Open ThiloteE opened 2 years ago
The workflow for users is as follows:
@Siedlerchr @koppor With this new feature, I receive now tons of LaTeX Parsing Errors, when using "Check integrity", which irritated me for a while and made me think:
Field: File
Message: LaTeX Parsing Error: Command \: cannot be used in PARAG...
This results because of using the JabRef Browser Extension, which adds linked files as follows:
file = {Full Text PDF:https\://www.jair.org/index.php/jair/article/download/11675/26513:application/pdf;Snapshot:https\://www.jair.org/index.php/jair/article/view/11675:text/html;:Jauhiainen2019 - Automatic Language Identification in Texts_ a Survey.pdf:PDF},
@systemoperator Thank you for letting us know! CC @Zylence
@systemoperator A new version with a fix be available in 30min at https://github.com/JabRef/jabref/pull/10401. There should then be a comment appearing linking to the binaries.
@systemoperator A new version with a fix be available in 30min at #10401. There should then be a comment appearing linking to the binaries.
Awesome! I'm gonna check this out.
This results because of using the JabRef Browser Extension
I am terribly sorry, I did not check for this usecase. ( Honestly I only tested manual input. 😐)
No worries at all - and thank @systemoperator for the quick report!
Background: This is one consequence of our "merge early" development strategy.
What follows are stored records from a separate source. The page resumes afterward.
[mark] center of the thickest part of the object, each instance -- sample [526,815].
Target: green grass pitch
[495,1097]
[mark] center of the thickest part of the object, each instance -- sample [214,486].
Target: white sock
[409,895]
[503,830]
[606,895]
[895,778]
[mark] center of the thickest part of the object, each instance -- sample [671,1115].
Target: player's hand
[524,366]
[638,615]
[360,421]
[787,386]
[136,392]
Instead of asking users to try out PRs, we "just" merge and fix ASAP if something goes wrong. We get more velocity into JabRef - and I think, this good for the tool as whole. -- Otherwise, we had many PRs piling up, because some details were missing. Then, they got abandoned and never got revived. OK, most of the non-merged PRs were 20% solutions. These currently pile up at https://github.com/koppor/jabref/pulls
@koppor The mentioned error has gone now. :)
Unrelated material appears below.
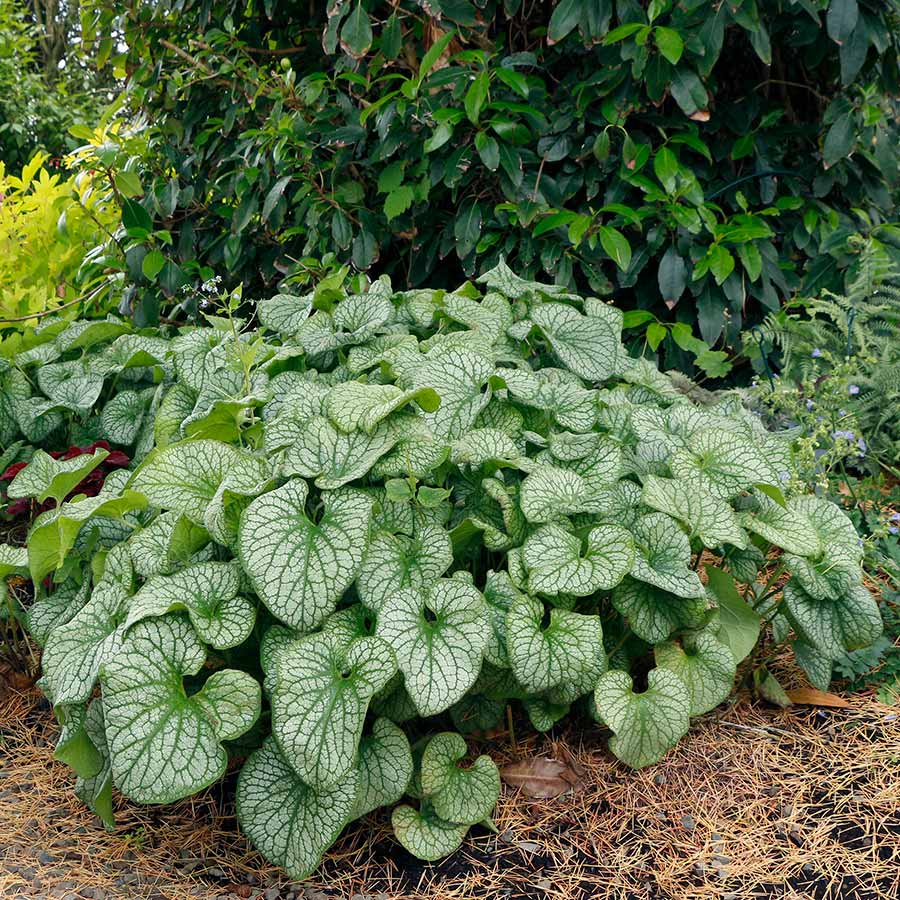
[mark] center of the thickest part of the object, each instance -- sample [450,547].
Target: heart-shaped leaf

I've noticed other things for imported entries, using the JabRef Browser Extension:
For DOI fields:
LaTeX Parsing Error: Math superscript (^) and subscript (_) characters are not allowed in text mode
Examples: 10.1007/0-387-34805-0_39, 10.1007/3-540-49264-X_24
For Comment, Comment-username, Abstract, Title and Journaltitle fields:
LaTeX Parsing Error: Math superscript (^) and subscript (_) characters are not allowed in text mode
LaTeX Parsing Error: Undefined command \textgreater
LaTeX Parsing Error: Undefined command \textbackslash
LaTeX Parsing Error: Undefined command \textbar
LaTeX Parsing Error: Undefined command \textless
TBH, I don't use the integrity check, too much to fix 🙈. Thus, I am relying on feedback here.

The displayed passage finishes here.